For Mr. Schmidt, the last straw came after the accountant reported a $21,000 monthly loss. After a meeting with the accountant, the loss had turned into a $ 2,000 gain.
Although he did not have enough hard evidence to press charges, Mr. Schmidt was told later that the accountant was heavily invested in several other companies he had done work for. He suspects the accountant was putting them in financial trouble, then arranging bailouts to "rescue" and gain a piece of the company.
When he had relieved the accountant of Jade Tool's business, Mr. Schmidt's sister, a Control Data employee, pointed him to the computer giant's Commercial Credit subsidiary.
Since February 1980, Commercial Credit has been opening and running a nationwide chain of Control Data Business Centers to provide financial, insurance, tax, and management planning services to small business. Link No. 33 in the chain opened last week here in Waltham, in the midst of the technology-studded Route 128 highway that rings the Boston area.
In addfition to their advisory role, the centers are authorized to offer loans guaranteed by the Small Business Administration (SBA).

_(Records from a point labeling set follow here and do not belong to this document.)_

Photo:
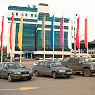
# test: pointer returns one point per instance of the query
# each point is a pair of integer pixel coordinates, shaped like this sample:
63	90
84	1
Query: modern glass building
32	26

The centers also provide a home for PLATO, Control Data's computer-based instructional system that has been teaching arithmetic to first-graders, high school courses to prison inmates, music to college students, and financing and accounting principles to small-business people.
The centers are intended to provide almost everything the operator of a small business needs, except a good idea for a product and the entrepreneurial desire to sell it.
The centers have become part of an increasing network of assistance available to people who have an idea for a business. It is no longer necessary for them to be fully knowledgeable about business development, financing, accounting, marketing, and the dozens of other skills needed to run a small business. Today , a variety of private firms and government agencies are available to provide free or low-cost assistance.
In addition to Commercial Credit, small business advisory services are offered by brokerage firms like Merrill Lynch and loan offices like The Money Store, says Robert Hull, chief of the nonbank lending section at the SBA.
"There is apparently a need for places like this," Mr. Hull says. "And these firms seem to be filling it quite well."
Part of the reason for the development of this assistance may be the contribution of small business itself. While the image of American business may be summed up in companies like Exxon and General Motors, small business accounts for some 43 percent of the US gross national product, and more than 85 percent of the net new employment every year.
Still, over half of all new businesses fail in the first four years, according to the SBA.
The Control Data Business Centers grew out of Commercial Credit's established experience in making loans to small business, said Eugene S. Sirbaugh, Commercial Credit president. In recent years, the company has been trying to do a little more than throw money at business problems.
"We've tried to recognize that money alone is not always the answer," he said. "Marketing, personnel, and accounting problems won't be solved to more money." For instance, he says, "people often have poor balance sheets or inadequate record-keeping that causes problems."
This is why, Mr. Sirbaugh noted, the full-service centers are staffed by an expert in financial management or accounting as well as a lending specialist.
But the quietest member of the staff is PLATO. The list of its business programs includes "Building Your Own Business," a 38-hour, $325 course for people who want to start or expand a business; "Accounts Receivable Collection Techniques," a 15-hour, $215 program on collecting past-due money; and "Fundamentals of Finance and Accounting for Nonfinancial Managers," costing $235 for 20 hours of "class time" on PLATO.
"Financial management is my weakest area," said Mr. Schmidt of Jade Tool. "Now that I've been through the course, it all makes a lot more sense. . . . And I get payroll and accounting help for $12 5 less a month."